Ideas for things to do on Valentines Day

5 ideas for couples & 5 ideas for the single folk.

| UPDATED couple day ideas lonely single valentines

Whether you love it or loathe it, if you’re so single you have ready meals for one every night or if you’re so in love it makes everyone else want to hurl, V-day is finally upon us. It’s crept us on us, and left myself and I’m sure many others clueless as to what to do.

Loved up? You don’t want to go for the cliché, you can’t do something that screams “I’m a twat and came up with this 5 minutes ago, but please still have sex with me today”, and if your bank balance were a person it’d be crying. Single? You just need ways to convince yourself that you’re not the lamest human alive for 24 hours.

Without further ado, here are my top 5 V-day ideas for both couples and singles.

COUPLES:

1. Give a card. If you won’t give your valentine a card, there’s a high probability you’d be better off having a date with your hand instead. As for the card itself, you live in BRIGHTON, so this can’t be any generic hearts/glitter/poetry/teddy fest. Here are my best picks from the Laines.

2. Give chocolate. I’m not talking Ferrero Rocher here: Go all out and check out Choccywoccydoodahs in town. Your girlfriend will be indebted to you indefinitely. Sex= guaranteed.

3. Go to the cinema. Shun the Odeon because the Duke of York cinema on Preston Circus offers cosy 2 seat sofas and a swanky bar service to really make going to the movies classy. Sex= guaranteed.

4. Go to tea. Less conventional, but there are no shortage of great teahouses in town, and if you’re dating someone with vintage taste, sex=guaranteed.

5. Get really, really drunk.
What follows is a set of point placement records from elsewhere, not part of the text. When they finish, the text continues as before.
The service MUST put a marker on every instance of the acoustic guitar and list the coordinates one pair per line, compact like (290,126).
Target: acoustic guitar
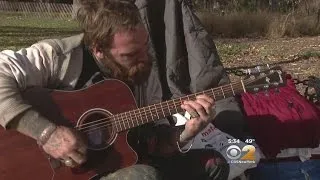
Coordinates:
(104,112)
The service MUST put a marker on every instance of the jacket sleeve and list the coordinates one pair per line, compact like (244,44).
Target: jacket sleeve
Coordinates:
(33,66)
(207,71)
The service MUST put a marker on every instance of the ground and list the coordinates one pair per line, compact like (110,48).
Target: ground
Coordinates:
(299,57)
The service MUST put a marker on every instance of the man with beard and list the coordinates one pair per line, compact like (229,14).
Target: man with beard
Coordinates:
(114,44)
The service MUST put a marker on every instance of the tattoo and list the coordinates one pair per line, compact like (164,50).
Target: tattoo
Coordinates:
(30,123)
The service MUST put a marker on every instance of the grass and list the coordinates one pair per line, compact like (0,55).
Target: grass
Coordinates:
(18,30)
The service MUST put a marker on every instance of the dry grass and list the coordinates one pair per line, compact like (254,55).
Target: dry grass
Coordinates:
(261,24)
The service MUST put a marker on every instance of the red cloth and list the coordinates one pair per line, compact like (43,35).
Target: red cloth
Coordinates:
(283,119)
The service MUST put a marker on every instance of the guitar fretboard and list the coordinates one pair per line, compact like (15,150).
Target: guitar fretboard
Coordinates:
(154,112)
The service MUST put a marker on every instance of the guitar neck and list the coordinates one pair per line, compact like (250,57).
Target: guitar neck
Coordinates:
(154,112)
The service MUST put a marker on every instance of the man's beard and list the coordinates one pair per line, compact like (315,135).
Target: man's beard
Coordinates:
(135,74)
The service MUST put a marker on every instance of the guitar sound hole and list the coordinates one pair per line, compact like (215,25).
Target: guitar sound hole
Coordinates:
(98,128)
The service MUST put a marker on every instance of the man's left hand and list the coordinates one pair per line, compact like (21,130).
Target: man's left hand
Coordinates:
(201,111)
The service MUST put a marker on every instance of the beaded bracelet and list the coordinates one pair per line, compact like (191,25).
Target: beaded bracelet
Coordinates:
(179,148)
(185,151)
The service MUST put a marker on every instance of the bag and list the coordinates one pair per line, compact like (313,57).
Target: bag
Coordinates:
(282,118)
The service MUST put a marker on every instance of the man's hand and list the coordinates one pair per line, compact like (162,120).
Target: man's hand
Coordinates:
(67,145)
(201,111)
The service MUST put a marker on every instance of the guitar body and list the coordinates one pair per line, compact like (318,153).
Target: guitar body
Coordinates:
(22,158)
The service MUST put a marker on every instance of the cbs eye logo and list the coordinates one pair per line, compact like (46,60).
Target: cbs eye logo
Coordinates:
(234,152)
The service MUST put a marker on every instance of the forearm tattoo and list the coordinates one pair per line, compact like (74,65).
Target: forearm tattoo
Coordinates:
(30,123)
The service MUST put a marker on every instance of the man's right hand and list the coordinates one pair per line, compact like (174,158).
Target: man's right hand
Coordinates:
(66,144)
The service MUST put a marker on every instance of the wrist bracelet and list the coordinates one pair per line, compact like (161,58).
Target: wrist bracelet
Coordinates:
(185,151)
(46,133)
(181,140)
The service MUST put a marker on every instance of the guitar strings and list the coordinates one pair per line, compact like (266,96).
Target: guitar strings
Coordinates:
(118,121)
(154,108)
(146,112)
(123,119)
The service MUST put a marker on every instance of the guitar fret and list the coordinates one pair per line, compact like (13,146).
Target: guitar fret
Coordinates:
(214,96)
(124,123)
(145,114)
(232,89)
(162,110)
(115,122)
(168,107)
(151,113)
(156,111)
(175,107)
(244,89)
(134,112)
(222,92)
(120,121)
(141,118)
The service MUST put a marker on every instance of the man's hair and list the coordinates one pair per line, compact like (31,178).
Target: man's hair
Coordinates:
(101,19)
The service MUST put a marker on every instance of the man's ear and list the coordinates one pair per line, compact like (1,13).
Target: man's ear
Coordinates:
(97,53)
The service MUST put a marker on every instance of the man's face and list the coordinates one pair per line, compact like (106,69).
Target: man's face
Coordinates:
(129,55)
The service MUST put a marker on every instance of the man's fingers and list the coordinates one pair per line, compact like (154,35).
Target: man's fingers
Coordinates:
(206,98)
(193,106)
(77,157)
(205,104)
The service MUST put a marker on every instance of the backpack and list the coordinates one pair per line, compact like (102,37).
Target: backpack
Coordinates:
(281,118)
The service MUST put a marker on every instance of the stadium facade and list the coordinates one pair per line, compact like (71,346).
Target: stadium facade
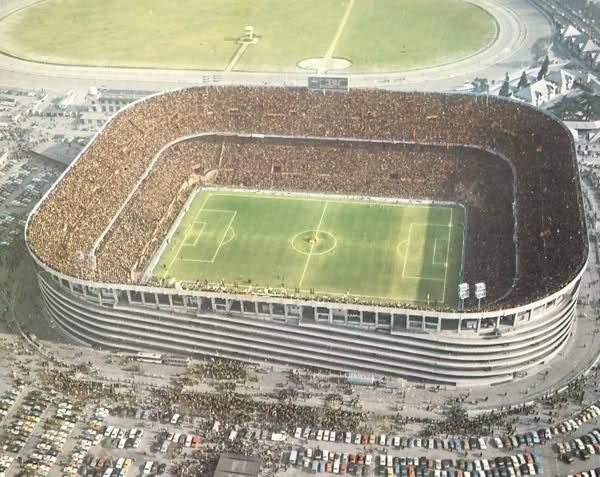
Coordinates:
(516,331)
If all else fails, It’ll be a bonding experience, promise.

SINGLES

1. Get really, really drunk. Cliché yet possibly still your best option, I’m afraid. Rum will always love you.
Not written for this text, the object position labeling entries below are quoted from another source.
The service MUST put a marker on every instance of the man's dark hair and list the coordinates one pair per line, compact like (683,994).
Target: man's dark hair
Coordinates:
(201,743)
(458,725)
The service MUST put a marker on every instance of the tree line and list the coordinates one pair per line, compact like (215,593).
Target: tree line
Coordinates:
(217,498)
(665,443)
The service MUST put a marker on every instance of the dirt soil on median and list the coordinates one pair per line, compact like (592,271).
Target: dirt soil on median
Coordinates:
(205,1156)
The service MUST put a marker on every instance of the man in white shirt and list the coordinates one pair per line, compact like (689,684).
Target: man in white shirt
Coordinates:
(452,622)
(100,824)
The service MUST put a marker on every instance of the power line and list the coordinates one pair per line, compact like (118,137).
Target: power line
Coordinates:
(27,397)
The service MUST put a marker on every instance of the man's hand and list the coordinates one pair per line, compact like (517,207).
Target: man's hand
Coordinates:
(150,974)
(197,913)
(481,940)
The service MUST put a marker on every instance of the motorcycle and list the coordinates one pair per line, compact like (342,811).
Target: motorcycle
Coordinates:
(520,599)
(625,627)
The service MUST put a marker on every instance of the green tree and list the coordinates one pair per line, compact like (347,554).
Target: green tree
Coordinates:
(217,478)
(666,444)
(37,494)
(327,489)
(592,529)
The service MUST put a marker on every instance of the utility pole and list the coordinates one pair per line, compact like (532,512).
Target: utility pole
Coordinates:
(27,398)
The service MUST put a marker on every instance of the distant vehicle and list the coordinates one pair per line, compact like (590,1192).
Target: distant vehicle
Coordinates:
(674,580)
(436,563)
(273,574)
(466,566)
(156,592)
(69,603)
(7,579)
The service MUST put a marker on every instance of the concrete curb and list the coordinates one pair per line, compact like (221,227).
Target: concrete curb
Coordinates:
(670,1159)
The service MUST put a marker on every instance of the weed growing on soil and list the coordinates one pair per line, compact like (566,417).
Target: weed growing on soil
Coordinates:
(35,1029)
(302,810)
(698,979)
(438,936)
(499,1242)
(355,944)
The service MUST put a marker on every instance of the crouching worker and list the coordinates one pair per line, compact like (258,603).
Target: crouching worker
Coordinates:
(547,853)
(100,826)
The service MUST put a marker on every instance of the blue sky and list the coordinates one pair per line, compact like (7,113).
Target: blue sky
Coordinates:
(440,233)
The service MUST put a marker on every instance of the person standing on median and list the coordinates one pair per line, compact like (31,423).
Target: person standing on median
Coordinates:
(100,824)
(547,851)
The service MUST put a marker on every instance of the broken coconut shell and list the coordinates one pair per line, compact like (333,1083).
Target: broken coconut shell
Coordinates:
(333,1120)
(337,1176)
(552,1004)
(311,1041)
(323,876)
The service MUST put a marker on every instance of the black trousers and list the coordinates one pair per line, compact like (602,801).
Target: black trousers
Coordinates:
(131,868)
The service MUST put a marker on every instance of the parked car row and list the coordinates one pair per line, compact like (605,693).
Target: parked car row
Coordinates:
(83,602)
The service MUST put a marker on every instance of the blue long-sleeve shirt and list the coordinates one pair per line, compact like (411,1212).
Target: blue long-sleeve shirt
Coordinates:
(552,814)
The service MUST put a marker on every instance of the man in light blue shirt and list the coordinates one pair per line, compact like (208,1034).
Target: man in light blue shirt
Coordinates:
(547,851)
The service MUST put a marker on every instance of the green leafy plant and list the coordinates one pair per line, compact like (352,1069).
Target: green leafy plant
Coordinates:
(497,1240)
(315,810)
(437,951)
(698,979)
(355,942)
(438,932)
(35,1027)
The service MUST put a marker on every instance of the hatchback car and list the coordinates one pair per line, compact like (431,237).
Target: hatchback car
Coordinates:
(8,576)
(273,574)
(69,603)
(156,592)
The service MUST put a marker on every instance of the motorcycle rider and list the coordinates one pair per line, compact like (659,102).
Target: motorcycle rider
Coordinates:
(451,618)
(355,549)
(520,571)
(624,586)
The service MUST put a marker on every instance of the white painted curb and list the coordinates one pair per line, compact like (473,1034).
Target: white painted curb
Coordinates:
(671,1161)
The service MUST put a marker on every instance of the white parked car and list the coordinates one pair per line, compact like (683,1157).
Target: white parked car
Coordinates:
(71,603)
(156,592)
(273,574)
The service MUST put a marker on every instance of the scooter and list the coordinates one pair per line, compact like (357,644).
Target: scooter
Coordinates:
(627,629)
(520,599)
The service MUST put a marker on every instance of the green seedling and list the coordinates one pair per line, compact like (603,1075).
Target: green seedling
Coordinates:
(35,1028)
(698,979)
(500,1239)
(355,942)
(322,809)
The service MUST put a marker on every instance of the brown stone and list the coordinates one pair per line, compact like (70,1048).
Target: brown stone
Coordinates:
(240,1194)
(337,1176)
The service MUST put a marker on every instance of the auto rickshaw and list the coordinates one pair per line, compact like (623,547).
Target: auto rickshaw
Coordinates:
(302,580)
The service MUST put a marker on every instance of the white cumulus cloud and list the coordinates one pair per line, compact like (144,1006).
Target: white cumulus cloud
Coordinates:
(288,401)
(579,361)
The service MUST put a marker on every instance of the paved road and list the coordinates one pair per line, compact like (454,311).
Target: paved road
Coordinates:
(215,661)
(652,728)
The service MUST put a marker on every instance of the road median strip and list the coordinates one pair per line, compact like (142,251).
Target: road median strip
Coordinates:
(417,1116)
2. Buy your date. You read that right, Sussex RAG are auctioning off guys and girls this week to raise money for charity. You, desperate? Never…

3. Dares. Gather your single friends, see number one on this list, and hit up a club armed with dares like “get a free round by seducing the bar staff”.

4.  Stay in. Yes, it’s lame, but V-day is just another out of 365. Besides, you can spend the money you saved from staying in on going to Carnage’s playboy night on Monday 17th- it’s a win-win.

5. Play flappy bird. Face it, you’re probably doing it already.